Close to 350,000 video visits were conducted between May 2020 and February 2022 – and by way of context, we didn’t have video visits prior to March 2020. Video visits are here to stay, as they provide a valuable complement to contact visits. 

During the first 12 months of COVID-related restrictions, 96% of court hearings moved to TeleCourt. TeleCourt is also here to stay and 89% of matters continue to be heard this way, providing a complement to in-person Court appearances where appropriate.

Of all the technologies we have introduced, body scanning technology has probably had the most profound impact, significantly reducing the number of strip searches conducted over the past year. This work forms part of our commitment to trauma-informed procedures. It’s a win-win, the body scanning technology is both better at detecting contraband, but also provides a better experience for both staff and people in custody.

We have had computers available to people in custody to support their education and legal preparation for several years. We are currently trialling an expansion of this capacity – the Offender Services Network – which is a bespoke intranet that may be accessed in-cell. Beginning in April, people in custody at three lower security prisons now have access to online resources about prison information, legal briefs and representation, education modules and family and friends on the approved visitor list. In particular, controlled access while in-cell presents an opportunity to reduce hard copy mail coming in (and with that the risk of contraband) as well as to support family engagement and rehabilitation. 

Can you share other highlights of your progress in the modernisation of Victoria’s prisons?

LS: I genuinely believe that a dedicated and professional workforce is the most important key to a modern corrections system that contributes to community safety. 

In addition to our focus on prison officer training and professional development, Corrections Victoria has also invested in its own clinical arm – Forensic Intervention Services – to deliver offence-specific interventions and to grow our expertise in how to best support behaviour change. 

Infrastructure is also a critical enabler. Corrections Victoria has been very fortunate in the Victorian Government’s investment in modern facilities. This investment includes architecture that has in-built features in its design that support safety and rehabilitation. 

Our new accommodation units house plenty of programme and interview rooms, where acoustics and fittings have been designed to support engagement. Last year we opened new accommodation at our main women’s prison, which incorporated design feedback from the women in custody.

Openness to the experience of others is also critical to a modern prison system and an important counter to doing things a certain way because they have always been done that way. Corrections Victoria is just one of the few jurisdictions outside of the United States to be operating the Inside-Out Prison Exchange Program Think Tanks. These Think Tanks support people in custody to work collaboratively with university students and allow us to better include the voices of people with lived experience to continually improve our system.

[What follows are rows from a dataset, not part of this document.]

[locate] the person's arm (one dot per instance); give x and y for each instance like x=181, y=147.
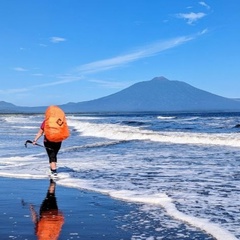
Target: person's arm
x=39, y=134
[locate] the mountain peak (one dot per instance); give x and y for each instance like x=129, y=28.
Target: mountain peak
x=160, y=79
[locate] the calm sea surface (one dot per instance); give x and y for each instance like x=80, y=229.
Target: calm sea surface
x=179, y=168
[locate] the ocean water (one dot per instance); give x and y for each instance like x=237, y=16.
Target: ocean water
x=179, y=168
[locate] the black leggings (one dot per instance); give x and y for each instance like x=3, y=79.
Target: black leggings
x=52, y=149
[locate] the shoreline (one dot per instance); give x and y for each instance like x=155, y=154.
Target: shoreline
x=85, y=215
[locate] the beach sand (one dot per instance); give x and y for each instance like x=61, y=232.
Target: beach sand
x=81, y=214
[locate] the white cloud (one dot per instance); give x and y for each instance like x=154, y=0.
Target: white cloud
x=115, y=62
x=146, y=51
x=204, y=4
x=57, y=39
x=191, y=17
x=20, y=69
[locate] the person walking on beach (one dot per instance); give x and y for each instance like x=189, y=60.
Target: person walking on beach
x=55, y=130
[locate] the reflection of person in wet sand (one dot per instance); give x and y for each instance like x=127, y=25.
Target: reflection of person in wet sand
x=49, y=224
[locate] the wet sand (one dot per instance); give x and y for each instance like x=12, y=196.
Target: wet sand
x=27, y=211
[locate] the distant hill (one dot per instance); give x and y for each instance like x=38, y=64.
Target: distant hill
x=158, y=94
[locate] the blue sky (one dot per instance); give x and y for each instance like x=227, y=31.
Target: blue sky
x=55, y=52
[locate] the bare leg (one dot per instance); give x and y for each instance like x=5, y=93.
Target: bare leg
x=53, y=165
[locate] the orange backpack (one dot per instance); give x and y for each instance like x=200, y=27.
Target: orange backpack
x=55, y=128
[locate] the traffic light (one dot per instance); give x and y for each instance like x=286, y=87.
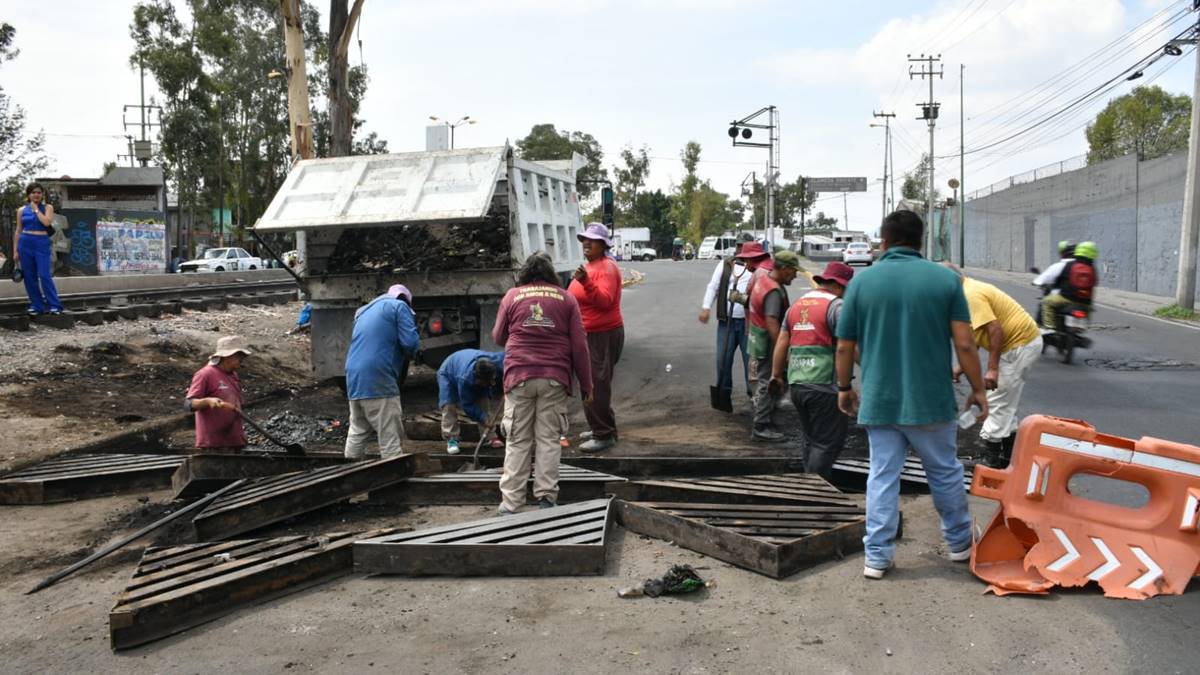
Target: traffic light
x=607, y=203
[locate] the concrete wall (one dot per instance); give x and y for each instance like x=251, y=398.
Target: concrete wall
x=1133, y=210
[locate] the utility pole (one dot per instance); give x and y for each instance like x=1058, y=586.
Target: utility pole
x=963, y=174
x=298, y=81
x=887, y=147
x=1189, y=237
x=929, y=113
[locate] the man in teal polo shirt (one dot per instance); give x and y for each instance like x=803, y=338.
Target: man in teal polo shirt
x=903, y=315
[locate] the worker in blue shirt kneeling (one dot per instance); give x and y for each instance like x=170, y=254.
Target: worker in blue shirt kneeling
x=465, y=378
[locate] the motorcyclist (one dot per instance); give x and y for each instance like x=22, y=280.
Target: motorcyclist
x=1074, y=285
x=1047, y=279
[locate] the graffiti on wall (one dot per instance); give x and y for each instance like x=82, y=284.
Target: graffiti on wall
x=131, y=246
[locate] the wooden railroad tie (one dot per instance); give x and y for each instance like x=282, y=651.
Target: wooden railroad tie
x=76, y=477
x=179, y=587
x=269, y=500
x=551, y=542
x=483, y=488
x=772, y=539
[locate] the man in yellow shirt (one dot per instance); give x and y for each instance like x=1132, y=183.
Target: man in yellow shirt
x=999, y=321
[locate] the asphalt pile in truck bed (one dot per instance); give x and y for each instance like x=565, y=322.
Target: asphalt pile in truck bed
x=415, y=248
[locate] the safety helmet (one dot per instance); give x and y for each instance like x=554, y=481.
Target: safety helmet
x=1086, y=250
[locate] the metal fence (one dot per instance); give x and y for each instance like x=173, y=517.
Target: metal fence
x=1055, y=168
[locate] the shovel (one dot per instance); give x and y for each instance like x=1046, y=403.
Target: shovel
x=292, y=448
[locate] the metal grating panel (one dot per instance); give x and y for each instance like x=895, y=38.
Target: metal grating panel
x=559, y=541
x=851, y=472
x=73, y=477
x=270, y=500
x=178, y=587
x=483, y=488
x=772, y=539
x=784, y=488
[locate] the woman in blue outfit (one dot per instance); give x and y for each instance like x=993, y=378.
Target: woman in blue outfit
x=33, y=245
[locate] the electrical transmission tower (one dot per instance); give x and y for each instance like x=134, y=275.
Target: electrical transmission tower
x=929, y=113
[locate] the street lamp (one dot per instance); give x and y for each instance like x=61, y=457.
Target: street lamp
x=466, y=119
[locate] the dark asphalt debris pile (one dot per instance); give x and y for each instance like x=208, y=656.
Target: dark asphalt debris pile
x=414, y=248
x=292, y=428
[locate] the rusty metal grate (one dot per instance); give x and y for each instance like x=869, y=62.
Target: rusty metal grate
x=75, y=477
x=483, y=488
x=779, y=489
x=179, y=587
x=277, y=497
x=772, y=539
x=559, y=541
x=851, y=472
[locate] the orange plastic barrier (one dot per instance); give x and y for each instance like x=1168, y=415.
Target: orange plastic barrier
x=1043, y=536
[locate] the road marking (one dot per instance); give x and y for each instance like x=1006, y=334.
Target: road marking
x=1068, y=557
x=1152, y=569
x=1110, y=561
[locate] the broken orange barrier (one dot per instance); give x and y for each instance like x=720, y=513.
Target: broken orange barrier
x=1043, y=536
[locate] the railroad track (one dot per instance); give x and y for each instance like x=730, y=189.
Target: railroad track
x=97, y=306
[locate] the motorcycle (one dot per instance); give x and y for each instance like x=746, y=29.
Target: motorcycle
x=1069, y=332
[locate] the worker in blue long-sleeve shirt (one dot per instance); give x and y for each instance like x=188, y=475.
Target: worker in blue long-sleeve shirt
x=384, y=339
x=465, y=378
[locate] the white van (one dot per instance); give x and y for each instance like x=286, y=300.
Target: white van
x=717, y=248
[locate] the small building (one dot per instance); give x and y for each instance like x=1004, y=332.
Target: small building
x=111, y=225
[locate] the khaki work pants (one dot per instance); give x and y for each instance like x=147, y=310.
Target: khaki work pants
x=382, y=417
x=534, y=418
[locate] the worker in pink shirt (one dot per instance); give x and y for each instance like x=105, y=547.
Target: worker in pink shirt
x=215, y=395
x=597, y=287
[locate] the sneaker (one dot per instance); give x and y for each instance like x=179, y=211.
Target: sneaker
x=766, y=435
x=598, y=444
x=875, y=572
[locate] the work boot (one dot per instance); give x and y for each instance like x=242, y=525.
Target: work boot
x=1007, y=444
x=598, y=444
x=766, y=435
x=994, y=455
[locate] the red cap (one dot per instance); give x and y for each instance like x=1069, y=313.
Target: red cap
x=753, y=250
x=840, y=273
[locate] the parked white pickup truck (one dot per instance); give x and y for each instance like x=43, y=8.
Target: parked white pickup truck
x=223, y=260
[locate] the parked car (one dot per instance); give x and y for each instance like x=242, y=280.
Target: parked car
x=857, y=252
x=223, y=260
x=643, y=254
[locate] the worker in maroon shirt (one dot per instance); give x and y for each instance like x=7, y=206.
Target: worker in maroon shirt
x=215, y=395
x=540, y=329
x=597, y=287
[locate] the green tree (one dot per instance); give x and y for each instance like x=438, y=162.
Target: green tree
x=22, y=154
x=1147, y=121
x=544, y=142
x=916, y=183
x=630, y=177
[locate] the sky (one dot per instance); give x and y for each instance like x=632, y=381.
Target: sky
x=663, y=72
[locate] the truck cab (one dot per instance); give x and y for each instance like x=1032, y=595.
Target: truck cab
x=451, y=225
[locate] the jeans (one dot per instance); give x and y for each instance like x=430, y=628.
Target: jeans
x=36, y=266
x=726, y=345
x=937, y=449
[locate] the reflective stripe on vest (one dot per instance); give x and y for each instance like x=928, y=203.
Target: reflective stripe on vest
x=810, y=358
x=759, y=344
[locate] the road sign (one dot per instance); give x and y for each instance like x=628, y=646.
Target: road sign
x=840, y=184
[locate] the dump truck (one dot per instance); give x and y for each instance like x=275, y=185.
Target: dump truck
x=451, y=225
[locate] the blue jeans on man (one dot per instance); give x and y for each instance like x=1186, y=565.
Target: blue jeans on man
x=731, y=335
x=937, y=448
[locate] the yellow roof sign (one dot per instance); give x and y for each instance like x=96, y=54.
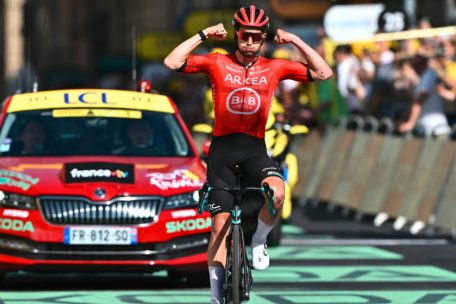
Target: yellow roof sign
x=90, y=98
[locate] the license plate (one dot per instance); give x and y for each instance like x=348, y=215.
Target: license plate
x=100, y=236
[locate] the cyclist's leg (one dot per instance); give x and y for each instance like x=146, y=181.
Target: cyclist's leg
x=262, y=170
x=219, y=202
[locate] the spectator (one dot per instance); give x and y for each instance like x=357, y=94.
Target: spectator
x=427, y=110
x=348, y=81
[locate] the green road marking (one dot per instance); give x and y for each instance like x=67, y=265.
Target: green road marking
x=312, y=274
x=331, y=253
x=257, y=297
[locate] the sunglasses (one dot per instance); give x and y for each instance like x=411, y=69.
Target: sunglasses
x=257, y=37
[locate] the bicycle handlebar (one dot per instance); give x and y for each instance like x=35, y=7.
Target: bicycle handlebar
x=204, y=192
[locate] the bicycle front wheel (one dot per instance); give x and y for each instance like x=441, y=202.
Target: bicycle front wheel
x=236, y=266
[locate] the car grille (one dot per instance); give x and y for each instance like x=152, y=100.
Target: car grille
x=119, y=211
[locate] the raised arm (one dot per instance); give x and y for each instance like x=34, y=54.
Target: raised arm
x=319, y=68
x=177, y=57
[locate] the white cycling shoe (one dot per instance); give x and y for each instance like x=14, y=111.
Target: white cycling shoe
x=260, y=256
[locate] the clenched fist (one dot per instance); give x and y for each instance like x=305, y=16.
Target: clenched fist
x=216, y=32
x=283, y=37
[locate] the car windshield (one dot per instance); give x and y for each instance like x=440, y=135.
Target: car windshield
x=66, y=132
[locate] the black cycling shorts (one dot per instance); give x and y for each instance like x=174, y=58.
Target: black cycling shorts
x=224, y=153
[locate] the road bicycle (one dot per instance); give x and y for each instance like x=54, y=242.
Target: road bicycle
x=238, y=276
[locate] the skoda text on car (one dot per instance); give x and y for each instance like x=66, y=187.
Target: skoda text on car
x=99, y=180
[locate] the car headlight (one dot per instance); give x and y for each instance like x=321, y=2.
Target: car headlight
x=186, y=200
x=16, y=200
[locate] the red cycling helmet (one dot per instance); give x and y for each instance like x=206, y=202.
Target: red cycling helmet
x=251, y=16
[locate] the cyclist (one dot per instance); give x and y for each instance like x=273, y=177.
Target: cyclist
x=243, y=85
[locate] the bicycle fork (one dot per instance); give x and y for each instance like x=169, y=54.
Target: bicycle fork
x=247, y=279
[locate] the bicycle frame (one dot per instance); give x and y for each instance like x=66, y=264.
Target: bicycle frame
x=238, y=277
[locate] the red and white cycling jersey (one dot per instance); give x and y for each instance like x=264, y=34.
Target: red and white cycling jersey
x=242, y=96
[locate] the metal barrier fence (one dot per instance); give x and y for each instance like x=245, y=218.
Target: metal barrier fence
x=361, y=166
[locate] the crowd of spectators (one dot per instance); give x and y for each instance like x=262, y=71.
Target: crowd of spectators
x=410, y=81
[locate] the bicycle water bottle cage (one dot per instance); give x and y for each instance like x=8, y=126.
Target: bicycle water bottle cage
x=270, y=194
x=203, y=192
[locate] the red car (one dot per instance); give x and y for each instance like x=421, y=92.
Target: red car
x=99, y=180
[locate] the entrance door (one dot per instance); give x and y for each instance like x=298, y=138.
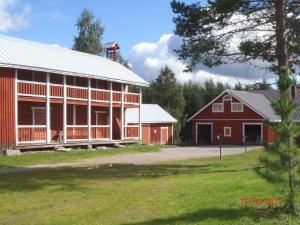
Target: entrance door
x=164, y=135
x=146, y=134
x=204, y=134
x=253, y=134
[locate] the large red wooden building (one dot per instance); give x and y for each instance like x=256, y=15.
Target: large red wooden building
x=238, y=116
x=53, y=96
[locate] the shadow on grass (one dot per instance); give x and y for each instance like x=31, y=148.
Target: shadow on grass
x=68, y=178
x=202, y=215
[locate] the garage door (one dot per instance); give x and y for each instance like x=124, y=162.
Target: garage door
x=164, y=135
x=204, y=132
x=146, y=135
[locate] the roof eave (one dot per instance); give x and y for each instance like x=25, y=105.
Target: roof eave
x=14, y=66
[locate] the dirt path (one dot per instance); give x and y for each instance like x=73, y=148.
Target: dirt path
x=166, y=154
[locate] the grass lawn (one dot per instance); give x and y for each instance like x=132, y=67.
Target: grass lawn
x=58, y=157
x=202, y=191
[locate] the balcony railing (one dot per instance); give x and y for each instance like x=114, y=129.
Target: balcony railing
x=29, y=88
x=131, y=132
x=38, y=89
x=32, y=134
x=77, y=133
x=99, y=132
x=100, y=95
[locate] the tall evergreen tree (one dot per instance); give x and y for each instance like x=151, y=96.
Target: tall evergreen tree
x=90, y=31
x=167, y=92
x=270, y=31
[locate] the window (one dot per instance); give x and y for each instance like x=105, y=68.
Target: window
x=236, y=107
x=217, y=107
x=101, y=118
x=227, y=98
x=227, y=131
x=38, y=116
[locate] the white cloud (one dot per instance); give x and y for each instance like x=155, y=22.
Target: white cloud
x=13, y=15
x=148, y=58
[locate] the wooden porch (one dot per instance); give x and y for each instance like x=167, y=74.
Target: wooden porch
x=58, y=110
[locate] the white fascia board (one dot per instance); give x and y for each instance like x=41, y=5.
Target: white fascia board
x=208, y=104
x=72, y=74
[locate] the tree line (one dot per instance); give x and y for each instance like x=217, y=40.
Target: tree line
x=182, y=100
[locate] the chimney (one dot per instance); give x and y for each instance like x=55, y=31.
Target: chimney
x=294, y=91
x=111, y=50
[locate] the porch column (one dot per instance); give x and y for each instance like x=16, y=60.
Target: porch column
x=110, y=111
x=140, y=114
x=122, y=113
x=172, y=134
x=16, y=106
x=65, y=109
x=89, y=109
x=48, y=111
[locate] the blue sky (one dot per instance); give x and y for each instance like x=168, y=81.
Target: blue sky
x=129, y=22
x=143, y=28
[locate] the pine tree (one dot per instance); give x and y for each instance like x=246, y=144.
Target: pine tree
x=90, y=33
x=269, y=30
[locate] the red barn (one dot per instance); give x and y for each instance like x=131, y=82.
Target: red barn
x=157, y=124
x=235, y=115
x=51, y=96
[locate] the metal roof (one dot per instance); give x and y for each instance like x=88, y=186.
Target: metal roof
x=258, y=102
x=19, y=53
x=273, y=96
x=150, y=113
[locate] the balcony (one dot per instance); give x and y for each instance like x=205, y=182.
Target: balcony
x=39, y=89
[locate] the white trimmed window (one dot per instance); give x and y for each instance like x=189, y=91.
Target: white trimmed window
x=217, y=107
x=237, y=107
x=227, y=98
x=227, y=131
x=38, y=116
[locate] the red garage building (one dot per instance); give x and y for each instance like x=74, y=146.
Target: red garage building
x=235, y=115
x=157, y=124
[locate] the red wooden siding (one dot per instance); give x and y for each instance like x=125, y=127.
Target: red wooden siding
x=7, y=108
x=235, y=120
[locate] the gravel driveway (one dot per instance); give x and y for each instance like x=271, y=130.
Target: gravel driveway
x=166, y=154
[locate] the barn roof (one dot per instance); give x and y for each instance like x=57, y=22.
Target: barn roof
x=260, y=101
x=273, y=96
x=150, y=113
x=19, y=53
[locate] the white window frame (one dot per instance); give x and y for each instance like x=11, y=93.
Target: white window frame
x=101, y=112
x=261, y=130
x=211, y=133
x=33, y=114
x=225, y=97
x=224, y=130
x=237, y=103
x=214, y=104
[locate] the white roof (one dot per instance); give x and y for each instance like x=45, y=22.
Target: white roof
x=150, y=113
x=19, y=53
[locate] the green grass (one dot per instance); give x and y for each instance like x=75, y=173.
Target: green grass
x=202, y=191
x=58, y=157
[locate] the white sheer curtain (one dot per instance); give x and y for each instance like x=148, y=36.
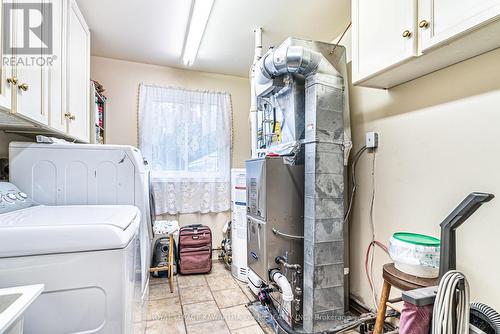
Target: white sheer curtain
x=186, y=137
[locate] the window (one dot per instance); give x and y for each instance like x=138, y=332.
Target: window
x=185, y=135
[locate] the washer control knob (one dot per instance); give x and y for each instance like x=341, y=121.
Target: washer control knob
x=7, y=199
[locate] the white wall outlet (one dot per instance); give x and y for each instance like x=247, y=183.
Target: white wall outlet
x=371, y=140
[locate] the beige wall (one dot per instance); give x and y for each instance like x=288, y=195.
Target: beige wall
x=121, y=80
x=439, y=139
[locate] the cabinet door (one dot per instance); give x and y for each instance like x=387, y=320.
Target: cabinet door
x=442, y=20
x=383, y=35
x=30, y=100
x=57, y=72
x=5, y=71
x=78, y=83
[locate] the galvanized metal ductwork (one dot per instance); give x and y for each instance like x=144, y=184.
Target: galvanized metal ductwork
x=326, y=146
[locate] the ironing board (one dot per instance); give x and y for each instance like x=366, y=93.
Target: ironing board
x=162, y=229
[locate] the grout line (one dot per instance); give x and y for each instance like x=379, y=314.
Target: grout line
x=222, y=315
x=182, y=306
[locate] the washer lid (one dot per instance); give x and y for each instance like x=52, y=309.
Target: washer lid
x=65, y=229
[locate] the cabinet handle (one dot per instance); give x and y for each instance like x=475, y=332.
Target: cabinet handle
x=69, y=116
x=407, y=33
x=424, y=24
x=12, y=81
x=24, y=87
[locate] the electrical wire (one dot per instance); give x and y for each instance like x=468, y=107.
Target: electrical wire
x=372, y=226
x=446, y=318
x=369, y=268
x=353, y=180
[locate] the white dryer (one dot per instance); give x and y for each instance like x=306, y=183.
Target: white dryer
x=87, y=257
x=87, y=174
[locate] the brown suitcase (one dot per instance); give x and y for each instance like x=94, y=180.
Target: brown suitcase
x=195, y=249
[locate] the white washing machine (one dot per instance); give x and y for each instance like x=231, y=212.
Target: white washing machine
x=87, y=257
x=86, y=174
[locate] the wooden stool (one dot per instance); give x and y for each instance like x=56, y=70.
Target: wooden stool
x=169, y=268
x=398, y=279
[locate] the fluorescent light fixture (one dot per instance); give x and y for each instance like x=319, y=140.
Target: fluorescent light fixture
x=197, y=24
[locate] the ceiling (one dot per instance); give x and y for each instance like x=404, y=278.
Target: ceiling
x=153, y=31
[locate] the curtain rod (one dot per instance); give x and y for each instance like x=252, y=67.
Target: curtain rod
x=183, y=88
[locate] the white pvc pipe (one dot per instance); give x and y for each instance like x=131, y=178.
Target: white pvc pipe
x=253, y=97
x=286, y=288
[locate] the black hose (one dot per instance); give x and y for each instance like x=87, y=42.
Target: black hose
x=284, y=328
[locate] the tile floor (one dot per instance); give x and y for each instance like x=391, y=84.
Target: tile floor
x=213, y=303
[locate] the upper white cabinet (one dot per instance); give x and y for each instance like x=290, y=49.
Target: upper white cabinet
x=47, y=86
x=29, y=99
x=78, y=69
x=57, y=72
x=397, y=41
x=373, y=52
x=441, y=20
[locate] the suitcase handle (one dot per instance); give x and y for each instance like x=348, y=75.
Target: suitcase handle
x=194, y=225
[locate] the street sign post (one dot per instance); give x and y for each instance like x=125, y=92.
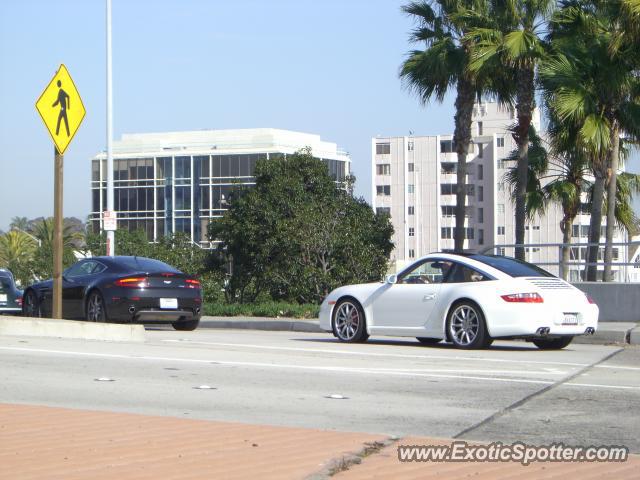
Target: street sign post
x=62, y=112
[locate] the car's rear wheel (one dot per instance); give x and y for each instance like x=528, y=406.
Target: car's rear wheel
x=348, y=322
x=466, y=326
x=31, y=305
x=186, y=325
x=552, y=343
x=96, y=311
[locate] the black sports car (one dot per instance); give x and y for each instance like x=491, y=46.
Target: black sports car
x=121, y=289
x=10, y=295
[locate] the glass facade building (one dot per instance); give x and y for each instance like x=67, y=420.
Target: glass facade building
x=179, y=181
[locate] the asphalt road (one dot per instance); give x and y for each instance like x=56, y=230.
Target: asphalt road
x=583, y=395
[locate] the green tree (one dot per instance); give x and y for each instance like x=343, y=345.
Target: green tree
x=297, y=235
x=515, y=42
x=444, y=27
x=591, y=82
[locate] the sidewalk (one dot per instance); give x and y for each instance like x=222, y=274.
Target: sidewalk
x=608, y=332
x=59, y=443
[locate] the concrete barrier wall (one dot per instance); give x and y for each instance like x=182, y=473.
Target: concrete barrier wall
x=46, y=327
x=618, y=302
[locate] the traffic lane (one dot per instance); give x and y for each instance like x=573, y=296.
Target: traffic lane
x=259, y=379
x=578, y=413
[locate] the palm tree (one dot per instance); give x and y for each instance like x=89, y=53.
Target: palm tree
x=590, y=82
x=514, y=41
x=443, y=26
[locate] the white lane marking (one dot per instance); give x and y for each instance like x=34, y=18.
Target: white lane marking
x=372, y=371
x=599, y=385
x=376, y=354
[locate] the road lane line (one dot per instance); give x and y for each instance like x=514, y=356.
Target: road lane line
x=375, y=354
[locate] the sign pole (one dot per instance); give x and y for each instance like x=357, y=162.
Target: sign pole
x=57, y=234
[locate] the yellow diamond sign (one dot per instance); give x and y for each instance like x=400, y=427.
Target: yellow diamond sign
x=61, y=109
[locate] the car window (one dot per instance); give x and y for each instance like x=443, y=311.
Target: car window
x=511, y=266
x=463, y=274
x=429, y=271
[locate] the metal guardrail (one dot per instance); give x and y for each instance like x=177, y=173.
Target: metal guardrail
x=579, y=264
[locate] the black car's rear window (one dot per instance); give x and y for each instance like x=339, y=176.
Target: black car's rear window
x=144, y=264
x=511, y=266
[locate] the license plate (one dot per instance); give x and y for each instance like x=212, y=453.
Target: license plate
x=169, y=303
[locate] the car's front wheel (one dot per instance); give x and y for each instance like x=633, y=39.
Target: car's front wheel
x=552, y=343
x=466, y=326
x=31, y=305
x=96, y=311
x=185, y=325
x=348, y=322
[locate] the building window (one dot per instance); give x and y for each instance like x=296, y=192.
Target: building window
x=383, y=190
x=383, y=148
x=446, y=146
x=383, y=169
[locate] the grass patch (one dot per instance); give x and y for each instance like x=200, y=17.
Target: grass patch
x=264, y=309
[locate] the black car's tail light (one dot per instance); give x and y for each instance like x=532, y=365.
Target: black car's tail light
x=132, y=282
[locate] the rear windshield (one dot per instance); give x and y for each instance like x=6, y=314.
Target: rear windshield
x=144, y=264
x=511, y=266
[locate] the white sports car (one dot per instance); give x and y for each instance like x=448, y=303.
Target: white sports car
x=466, y=299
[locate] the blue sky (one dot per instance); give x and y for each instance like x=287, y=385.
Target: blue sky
x=327, y=67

Under our ten-year Safer, Prisons, Safer People, Safer Communities reform agenda we are also formalising structures to harness the expertise and perspective of our workforce – supporting the development of policies and programmes that will make a difference and their implementation on the ground.

Larissa Strong

Commissioner of Corrections Victoria, Australia

Larissa Strong has been the Commissioner of Corrections Victoria since June 2020. Larissa brings to the role a record of achievement in leading large scale, service delivery and operational environments. Her experience includes roles such as the Deputy Commissioner of Offender Management, as Executive Director of Justice Health and Project Director of the Ten-Year Mental Health Plan in the Department of Health and Human Services.